The moneyed classes have done very well. Those who already had funding got more.



>...that LPG must continue to be taxed because it is a fossil fuel.



Grinning....LPG is a clean fossil fuel, right? And therefore it should be subsidized to the content of the LPG associations. We have identified with Cecil's help applications where TLUD pellet stoves can displace both wood and LPG, particularly for heating water (not boiling it). Not too surprisingly, a lot of people heat water in order to have....hot water!



>In order to save the Bangladeshis from sea level rise in 2100, Africans today must die of the drudgery of renewable biomass; premature deaths from smoke extra.



Bangladesh deltas, like the meandering rivers in northern Botswana, are rising, not subsiding. The reason is similar to the rise of the Pacific Islands: the importing of material that deposits continuously on the existing land.

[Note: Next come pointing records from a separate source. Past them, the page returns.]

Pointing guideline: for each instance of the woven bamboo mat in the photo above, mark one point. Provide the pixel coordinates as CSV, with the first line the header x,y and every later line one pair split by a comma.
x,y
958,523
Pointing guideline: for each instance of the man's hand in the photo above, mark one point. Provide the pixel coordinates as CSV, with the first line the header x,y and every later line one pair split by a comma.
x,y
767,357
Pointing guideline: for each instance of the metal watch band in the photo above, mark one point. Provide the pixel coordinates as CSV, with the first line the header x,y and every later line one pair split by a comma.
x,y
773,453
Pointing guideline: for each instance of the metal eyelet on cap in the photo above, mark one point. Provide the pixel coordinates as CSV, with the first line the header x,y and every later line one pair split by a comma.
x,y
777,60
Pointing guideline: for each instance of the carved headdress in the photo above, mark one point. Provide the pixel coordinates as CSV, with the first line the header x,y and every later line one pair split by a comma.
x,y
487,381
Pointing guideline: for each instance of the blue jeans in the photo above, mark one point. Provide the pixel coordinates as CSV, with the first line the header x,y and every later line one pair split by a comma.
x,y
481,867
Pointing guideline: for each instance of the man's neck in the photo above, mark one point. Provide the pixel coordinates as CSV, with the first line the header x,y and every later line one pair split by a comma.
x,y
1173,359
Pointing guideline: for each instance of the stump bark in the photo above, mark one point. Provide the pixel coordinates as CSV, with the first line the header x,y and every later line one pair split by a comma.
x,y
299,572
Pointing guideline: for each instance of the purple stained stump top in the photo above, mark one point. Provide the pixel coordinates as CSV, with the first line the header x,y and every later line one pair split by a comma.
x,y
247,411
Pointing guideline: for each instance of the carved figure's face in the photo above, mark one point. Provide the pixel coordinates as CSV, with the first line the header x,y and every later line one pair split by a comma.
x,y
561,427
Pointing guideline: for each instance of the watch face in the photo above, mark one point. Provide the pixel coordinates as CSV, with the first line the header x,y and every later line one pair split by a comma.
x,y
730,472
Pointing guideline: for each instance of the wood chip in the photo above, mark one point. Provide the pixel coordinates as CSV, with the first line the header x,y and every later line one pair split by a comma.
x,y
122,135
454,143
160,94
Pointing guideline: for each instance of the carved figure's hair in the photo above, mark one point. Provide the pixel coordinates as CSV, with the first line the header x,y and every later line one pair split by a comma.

The stove community in Africa suffers from two main impediments: the over-reliance on the WBT as a way of developing and evaluating stoves, and the near fanatical devotion to making char, as if Africa needs char-making stoves to save itself. As one brand of missionaries leaves Africa, another arrives to tell people when they do and do not sin.



>There IS a class war against the energy poor.



And it takes different forms. I am going to point to the upcoming conference in Poland that will discuss coal-fired space heating stoves. This is an initiative by a government that admits there are coal burning homes, that they will continue to do so, and that we should do something about trying to improve their performance. They will also discuss wood burning stoves that heat and cook (as if coal stoves are not used for cooking).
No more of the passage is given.